Williams Sonoma introduced the e-commerce channel in 1999. In the table below, annual results are listed, as well as pre-internet and post-internet results:
|Williams Sonoma: Comp Store And Direct Channel Growth|
|Year||Direct Growth||Retail Comps|
|2007 (Nine Months)||2.9%||0.5%|
|Results: 2000 - 2007||13.5%||2.9%|
|Results: 1991 - 1999||17.1%||6.0%|
It isn't a stretch to suggest that Williams Sonoma and Pottery Barn do an above-average job of integrating channels, per the recommendations offered in the DMA research report.
And yet, during this era of multichannel goodness, direct-to-consumer sales are growing slower post-internet than pre-internet. Retail comp store sales are growing slower post-internet than pre-internet.
Some of this is due to scale --- as a business grows, it becomes harder to grow sales as a percentage of prior year sales.
Could some of this be due to a failure of perceived multichannel best practices? Adding an e-commerce channel to an established catalog channel should result in new customers, a new audience, and much improved growth, right?
Instead, we see slower growth rates.
We're also told that catalogs and e-commerce drive comp store sales increases. Pages circulated increased a total of 36% in the past four years, but comp store sales increases are, at best, tepid.

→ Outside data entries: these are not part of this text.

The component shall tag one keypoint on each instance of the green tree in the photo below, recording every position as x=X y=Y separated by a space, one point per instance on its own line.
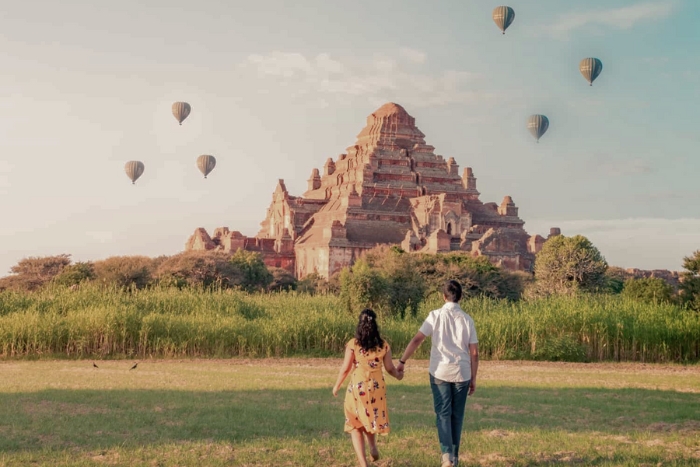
x=33 y=272
x=649 y=290
x=282 y=280
x=75 y=274
x=478 y=276
x=125 y=271
x=614 y=280
x=405 y=287
x=690 y=281
x=569 y=264
x=363 y=287
x=199 y=269
x=254 y=274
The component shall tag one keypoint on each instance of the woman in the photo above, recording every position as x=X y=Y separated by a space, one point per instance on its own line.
x=365 y=400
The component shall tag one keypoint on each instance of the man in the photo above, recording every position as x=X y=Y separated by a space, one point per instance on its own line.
x=454 y=361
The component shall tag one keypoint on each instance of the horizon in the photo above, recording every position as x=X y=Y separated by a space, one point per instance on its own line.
x=89 y=88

Williams Sonoma is a respected brand with increasing sales and robust profit, profit levels that any company would be proud of. Williams Sonoma exhibits most of the multichannel marketing behaviors and cross-channel integration that we're told we must employ to be successful.
To date, multichannel best practices at Williams Sonoma have not translated to incremental increases in direct-to-consumer sales or retail comps.
Why do you think this is the case? Are the multichannel experts missing something? Is Williams Sonoma an anomaly? Is there a multichannel brand that executes multichannel marketing well, demonstrated via publicly reported sales and profit increases?